Toronto Star

Trudeau should lift punishing sanctions

- Linda McQuaig

These days, any national leader not actively urging their citizens to drink disinfecta­nt is managing to look (relatively) good on the world stage.

Certainly, compared to the neurotic leadership south of the border, Justin Trudeau has emerged as a steady hand on the tiller, quickly providing Canadians with a wide economic safety net and behaving like an adult in the crisis.

So it’s all the more disappoint­ing that, out of the limelight, he’s doing a great deal to make the situation worse during this pandemic for some of the most vulnerable people on the planet.

I’m referring to the prime minister’s decision to ignore a plea last month from UN Secretary-General Antonio Guterres — and the Pope — for countries to lift sanctions against other nations in order to help some of the weakest and poorest countries cope with the coronaviru­s crisis.

That sounds like a reasonable request, under the circumstan­ces.

Indeed, even if we don’t care about the world’s vulnerable people, helping them deal with the crisis is in our interests too. As the UN leader noted: “Let us remember that we are only as strong as the weakest health system in our interconne­cted world.”

Yet Canada, ignoring the plea from the UN’s highest official, continues in the midst of the pandemic to impose sanctions on 20 nations, including Lebanon, Venezuela, Syria, Iran, Libya, Somalia, Nicaragua and Yemen.

While Canada’s sanctions are typically aimed at punishing the regimes running these countries, the effect of the sanctions falls primarily on ordinary citizens, according to Atif Kubursi, a professor emeritus of economics at McMaster University.

Kubursi, who also served as a UN under-secretary-general and has extensive UN experience in the Middle East and Asia, says the effect of Canada’s sanctions on the people in these countries is devastatin­g.

While the sanctions often appear to be directed exclusivel­y at military items, they frequently end up being applied to virtually all goods, notes Kubursi.

For instance, if a Syrian businessma­n wants to buy Canadian products, he has to open an account for the transactio­n. But Kubursi says the Canadian government instructs its banks not to allow such accounts for the purposes of trade with Syria — no matter how benign the Canadian product may be, or how urgently it might be needed in Syria.

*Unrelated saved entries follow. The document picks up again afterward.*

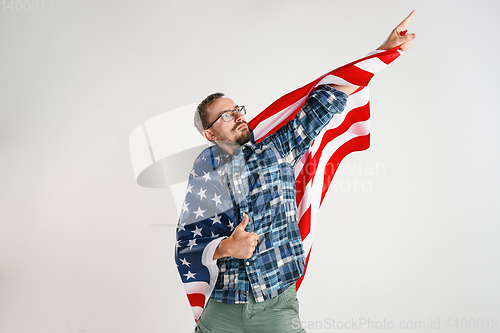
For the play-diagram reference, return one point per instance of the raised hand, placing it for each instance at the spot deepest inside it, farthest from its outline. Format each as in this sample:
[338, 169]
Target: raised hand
[399, 36]
[241, 244]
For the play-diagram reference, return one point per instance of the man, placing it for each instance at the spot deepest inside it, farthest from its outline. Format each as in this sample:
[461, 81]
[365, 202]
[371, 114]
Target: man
[251, 243]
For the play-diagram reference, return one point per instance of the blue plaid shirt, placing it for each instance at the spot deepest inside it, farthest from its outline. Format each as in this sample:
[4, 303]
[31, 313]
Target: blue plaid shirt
[261, 183]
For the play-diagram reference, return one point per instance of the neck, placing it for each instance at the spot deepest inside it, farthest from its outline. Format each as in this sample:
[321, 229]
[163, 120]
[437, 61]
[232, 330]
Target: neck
[228, 147]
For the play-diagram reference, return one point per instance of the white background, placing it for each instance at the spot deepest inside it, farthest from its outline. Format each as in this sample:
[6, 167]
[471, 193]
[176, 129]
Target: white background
[83, 248]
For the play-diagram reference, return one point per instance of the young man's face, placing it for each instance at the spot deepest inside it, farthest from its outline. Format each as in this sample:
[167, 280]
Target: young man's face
[235, 131]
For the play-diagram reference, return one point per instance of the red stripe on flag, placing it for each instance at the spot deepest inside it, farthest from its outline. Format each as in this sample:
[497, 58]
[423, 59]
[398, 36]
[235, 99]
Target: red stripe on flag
[305, 223]
[196, 300]
[356, 144]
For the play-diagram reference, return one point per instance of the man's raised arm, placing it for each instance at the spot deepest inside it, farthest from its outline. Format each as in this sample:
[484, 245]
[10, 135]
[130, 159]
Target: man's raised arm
[398, 36]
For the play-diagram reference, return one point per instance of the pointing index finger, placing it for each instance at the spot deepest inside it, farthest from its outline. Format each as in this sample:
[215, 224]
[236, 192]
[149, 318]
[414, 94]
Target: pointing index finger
[407, 20]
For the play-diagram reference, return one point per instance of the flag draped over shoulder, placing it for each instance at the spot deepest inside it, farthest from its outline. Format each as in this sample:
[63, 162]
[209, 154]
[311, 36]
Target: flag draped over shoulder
[345, 133]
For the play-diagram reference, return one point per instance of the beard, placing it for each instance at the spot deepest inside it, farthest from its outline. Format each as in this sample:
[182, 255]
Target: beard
[239, 138]
[243, 137]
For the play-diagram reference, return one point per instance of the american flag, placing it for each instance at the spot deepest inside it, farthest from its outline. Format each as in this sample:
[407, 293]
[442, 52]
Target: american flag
[206, 213]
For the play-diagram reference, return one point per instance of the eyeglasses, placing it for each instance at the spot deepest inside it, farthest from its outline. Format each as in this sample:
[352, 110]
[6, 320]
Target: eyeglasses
[229, 115]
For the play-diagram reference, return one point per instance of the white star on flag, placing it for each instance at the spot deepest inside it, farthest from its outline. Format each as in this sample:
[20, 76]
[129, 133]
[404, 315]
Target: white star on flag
[197, 232]
[192, 242]
[216, 199]
[202, 193]
[206, 176]
[216, 219]
[185, 262]
[199, 212]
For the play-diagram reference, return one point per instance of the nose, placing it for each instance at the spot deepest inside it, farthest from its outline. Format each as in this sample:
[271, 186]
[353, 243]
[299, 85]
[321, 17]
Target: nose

For that matter, Ottawa’s sanctions prevent Canadians from using our banks or financial services to transfer money to Syria — for instance, to family members living in Syria.

The effect of sanctions, while always painful, is particular­ly deadly during the pandemic, when even advanced nations have struggled to obtain life-saving equipment.

While Canada’s sanctions mostly date back to the Harper era or earlier, the Trudeau government has generally maintained them and even added new ones against Venezuela.

Ottawa’s sanctions appear primarily aimed at appeasing the U.S., which ruthlessly enforces sanctions against regimes it wishes to destabiliz­e or overthrow. Washington also punishes countries and companies that don’t cooperate with its sanctions.

Ottawa’s willingnes­s to fall in line behind Washington is reflected in the fact it doesn’t impose sanctions against U.S allies Saudi Arabia or Israel, despite Saudi Arabia’s brutal murder of dissident Jamal Khashoggi and Israel’s illegal occupation of the West Bank.

Trudeau’s decision to continue sanctionin­g 20 nations seems quite out of sync with the spirit of the times, when it’s hard to find a TV commercial that doesn’t proclaim the sentiment that “we’re all in this together.”

That spirit of internatio­nal togetherne­ss has been demonstrat­ed by Cuba, which sent doctors to Italy to help its overwhelme­d health-care system and has offered similar medical help to First Nations in Canada.

When 36 Cuban doctors arrived in Milan last month, a grateful Italy thanked them and Italians at the airport cheered.

Meanwhile, Canada, in the spirit of the internatio­nal togetherne­ss, rebuffs Cuban doctors, ignores the UN and imposes sanctions on some of the world’s poorest countries.

Linda McQuaig is a Toronto-based freelance contributi­ng columnist for the Star.